# Eggs?



## daddyzaring (Jan 23, 2010)

Has anyone ever smoked eggs, by themselves?  I was just wondering if you could use a muffin pan, spray it with cooking oil, and put 1 or 2 eggs in each muffin cup, and throw it in the smoker.  What I am not sure about is what would be a good temperature, and for how long.  Any ideas?


----------



## meat hunter (Jan 23, 2010)

Absolutely you can. I have smoked them in the shell as well as made deviled eggs and smoked them. I have never smoked then like you are talking about, but I see no reason why you can't. I'd say smoke em around 225-250 degrees until they are done. I'm sure others have done it if so, will chime in on this post. 
That's the cool thing about smoking, there's no limit to what you can do


----------



## the dude abides (Jan 23, 2010)

Oh yeah.  Rivet was the one I remember with all the posts on these.  I'm not sure of cooking times, but I know he through them right on the grate.  Look through some of his posts.  He called the petrodactyl eggs or something like that.  

Several others have done it and swear by it.


----------



## pineywoods (Jan 23, 2010)

I like Meat Hunter just place the egg in the shell on the rack and smoke at 225-250 for about 2 hours.

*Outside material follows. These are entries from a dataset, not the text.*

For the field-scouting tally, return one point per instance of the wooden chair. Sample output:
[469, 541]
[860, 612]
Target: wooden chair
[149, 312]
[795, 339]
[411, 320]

Smoked deviled eggs are good


----------



## fishawn (Jan 23, 2010)

A piece of ham in the muffin pan first before the egg works too!


----------



## meat hunter (Jan 23, 2010)

MMmmmm, that does sound like a good idea


----------



## daddyzaring (Jan 23, 2010)

Ewe, or some sausage. How long do you guys cook them in their shell? Smoked deviled eggs sounds good too.


----------



## mossyoakcowboy (Feb 2, 2010)

The smoke gets through the shell and into the egg?


----------



## rbranstner (Feb 2, 2010)

It does but only gives it a slight smoky flavor in my experience. But then again I only did them once and I was smoking at around 250 degrees so they weren't on there for very long. Next time I am going to try and boil them first then shell them and cold smoke them. This will hopefully give them the smoky flavor I am looking for. The smoked to hard boiled egg was the best hard boiled egg I have ever had don't get me wrong it just wasn't as smoky as I was looking for. I want to make smoky egg salad sandwiches and deviled eggs.


----------